Investing in stocks inevitably means buying into some companies that perform poorly. But long term Steamships Trading Company Limited (ASX:SST) shareholders have had a particularly rough ride in the last three year. So they might be feeling emotional about the 57% share price collapse, in that time. And over the last year the share price fell 39%, so we doubt many shareholders are delighted.

View our latest analysis for Steamships Trading

To paraphrase Benjamin Graham: Over the short term the market is a voting machine, but over the long term it's a weighing machine. One flawed but reasonable way to assess how sentiment around a company has changed is to compare the earnings per share (EPS) with the share price.

Steamships Trading saw its EPS decline at a compound rate of 16% per year, over the last three years. This reduction in EPS is slower than the 25% annual reduction in the share price. So it's likely that the EPS decline has disappointed the market, leaving investors hesitant to buy.
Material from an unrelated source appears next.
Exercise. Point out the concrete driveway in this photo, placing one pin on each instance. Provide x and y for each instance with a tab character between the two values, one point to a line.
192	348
The graphic below depicts how EPS has changed over time (unveil the exact values by clicking on the image).

earnings-per-share-growth
earnings-per-share-growth

Dive deeper into Steamships Trading's key metrics by checking this interactive graph of Steamships Trading's earnings, revenue and cash flow.

What About Dividends?

As well as measuring the share price return, investors should also consider the total shareholder return (TSR). Whereas the share price return only reflects the change in the share price, the TSR includes the value of dividends (assuming they were reinvested) and the benefit of any discounted capital raising or spin-off. So for companies that pay a generous dividend, the TSR is often a lot higher than the share price return. In the case of Steamships Trading, it has a TSR of -53% for the last 3 years. That exceeds its share price return that we previously mentioned. This is largely a result of its dividend payments!

A Different Perspective

While the broader market lost about 4.3% in the twelve months, Steamships Trading shareholders did even worse, losing 37% (even including dividends). Having said that, it's inevitable that some stocks will be oversold in a falling market. The key is to keep your eyes on the fundamental developments. Regrettably, last year's performance caps off a bad run, with the shareholders facing a total loss of 7.0% per year over five years. We realise that Baron Rothschild has said investors should "buy when there is blood on the streets", but we caution that investors should first be sure they are buying a high quality business. I find it very interesting to look at share price over the long term as a proxy for business performance. But to truly gain insight, we need to consider other information, too. For example, we've discovered 2 warning signs for Steamships Trading (1 is a bit unpleasant!) that you should be aware of before investing here.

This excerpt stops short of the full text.